Political Reporter comments.
What regular readers of Mr. Luce can forget his interview with ‘The Great Man’?
Headline: Henry Kissinger: ‘We are in a very, very grave period’
Sub-headline: The grand consigliere of American diplomacy talks about Putin, the new world order — and the meaning of Trump
https://www.ft.com/content/926a66b0-8b49-11e8-bf9e-8771d5404543
The New Cold War has been a fact for almost ten years, or even longer in its nascent stages: enthusiastically advocated by this newspaper and its hirelings!
In the political present ‘The Great Man’ now becomes the voice of reason instead of ‘the grand consigliere’.
Just select a paragraph, of Mr. Luce’s essay, for the current cast of heroes and villains:
Vladimir Putin, Russia’s president, said that whoever led in artificial intelligence would dominate the world. Kissinger, who, with Eric Schmidt, former chief executive of Google, is co-author of a new book, The Age of AI, says we have not yet begun to grasp the impact it is having on future warfare and geopolitical stability. The FT recently reported that China had tested a hypersonic missile, which could enable it to evade US missile defence systems. The Pentagon this week estimated that China planned to quadruple its nuclear arsenal by 2030. Nicolas Chaillan, the former head of AI at the Pentagon, told the FT he had resigned because he could not stand to watch China overtaking the US. “It is already over,” he said.
Note this Luce sentence – a retrospective apologetic for The Great Man’s’ murderous past.
Yet Kissinger’s analysis should be separated from moral evaluations of his cold war record.
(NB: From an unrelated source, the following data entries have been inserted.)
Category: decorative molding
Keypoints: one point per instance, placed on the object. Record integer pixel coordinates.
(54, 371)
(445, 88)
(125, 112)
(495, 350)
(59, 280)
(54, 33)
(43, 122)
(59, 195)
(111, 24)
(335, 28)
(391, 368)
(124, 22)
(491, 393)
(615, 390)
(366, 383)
The reader needs to steel herself for the final pronouncement, from Mr. Luce, on ‘The Great Man’:
At 98, he is among the few living figures to have played a leading role grappling with the last century’s existential threats. Each side eventually acquired an intimate knowledge about their nuclear capacities and doctrines that may be impossible to match on AI, he argues. There are no spy planes that could take pictures of China’s AI. There is no clear way of deterring attacks, or of knowing where they come from.
“With nuclear weapons it was possible to conceive of principles of deterrence in which there was some symmetry between the damage on each side,” he said. “If an unrestrained [US-China] arms race goes from nuclear to AI, the dangers of dramatic escalation would be very great.”